The origins of this project began with Ken Johnston before the 2009 Reunion, and I asked him to speak on the night. Briefly, he made the point that it's great to meet people at the Reunion, but,
• there isn't enough time to get round everyone, or to ...
• take the time to talk to those you do meet and learn what they've been doing for the past 50+ years, and ...
• many people you’d like to see don't attend, for various reasons.
Ken felt that it would be a worthwhile project to get each of us - those who are interested - to write a one-pager on "where I've been/what I've been doing for the last 50 years" and share it with everyone else. The problem was how to compile/print/distribute these. So we put our heads together and came up with this text-and-photographs Internet implementation. Ken wrote his, and we produced a draft webpage format with photographs.
We decided that we would wait until we had half a dozen completed bios before launch - it's taken more than a year to get to that point! General appeals didn't work (we only got one response, from Bill and Jean (Anderson) Duncan - which was much appreciated) beyond that zilch, nada! People seem to like the concept - but never get around to contributing. Though tempted to give up, we decided to see if personal, one-on-one appeals would elicit some response - this is the result of those efforts.
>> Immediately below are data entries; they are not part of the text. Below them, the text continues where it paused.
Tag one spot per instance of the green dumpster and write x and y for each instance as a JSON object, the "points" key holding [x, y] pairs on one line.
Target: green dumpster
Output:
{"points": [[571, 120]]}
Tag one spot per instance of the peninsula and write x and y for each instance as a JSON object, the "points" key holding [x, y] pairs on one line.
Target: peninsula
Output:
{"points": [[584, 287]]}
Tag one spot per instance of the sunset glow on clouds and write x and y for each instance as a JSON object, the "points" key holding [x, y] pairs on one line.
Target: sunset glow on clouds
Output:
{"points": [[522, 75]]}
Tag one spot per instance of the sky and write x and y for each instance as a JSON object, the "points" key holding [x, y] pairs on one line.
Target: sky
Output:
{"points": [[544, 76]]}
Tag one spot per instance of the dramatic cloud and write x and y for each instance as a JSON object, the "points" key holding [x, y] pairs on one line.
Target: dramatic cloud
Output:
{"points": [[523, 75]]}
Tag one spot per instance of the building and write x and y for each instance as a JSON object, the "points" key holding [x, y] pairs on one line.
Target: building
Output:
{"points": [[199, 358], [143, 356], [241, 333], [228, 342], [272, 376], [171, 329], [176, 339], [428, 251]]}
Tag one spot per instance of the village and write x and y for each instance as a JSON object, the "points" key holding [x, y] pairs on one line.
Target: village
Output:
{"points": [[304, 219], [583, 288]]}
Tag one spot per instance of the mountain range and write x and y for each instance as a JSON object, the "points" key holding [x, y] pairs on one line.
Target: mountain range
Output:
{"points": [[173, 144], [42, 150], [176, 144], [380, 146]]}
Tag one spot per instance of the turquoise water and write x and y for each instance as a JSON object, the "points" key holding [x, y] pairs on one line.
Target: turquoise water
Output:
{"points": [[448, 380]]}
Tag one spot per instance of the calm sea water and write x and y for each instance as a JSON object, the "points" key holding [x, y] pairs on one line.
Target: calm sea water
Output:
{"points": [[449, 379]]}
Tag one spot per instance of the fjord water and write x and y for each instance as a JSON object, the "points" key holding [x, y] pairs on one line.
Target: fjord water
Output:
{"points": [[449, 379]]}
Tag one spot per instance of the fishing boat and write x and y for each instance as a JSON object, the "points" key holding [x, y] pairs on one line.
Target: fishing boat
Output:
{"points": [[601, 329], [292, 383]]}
As you'll see, the format is based loosely on the school photographs page unveiled previously, with space for 6 photographs across the top - 3 photos from schooldays and 3 from later life, and the ability to add some illustrative photographs to the body of text. Personally I find them all interesting and informative, and the top-line photographs quite fascinating - the three on the left showing us maturing physically through our time at Morgan, from a kid of 13 to a young adult of 17 or 18, and the range from 1 to 6 showing the life-time process of ageing over some 60 years.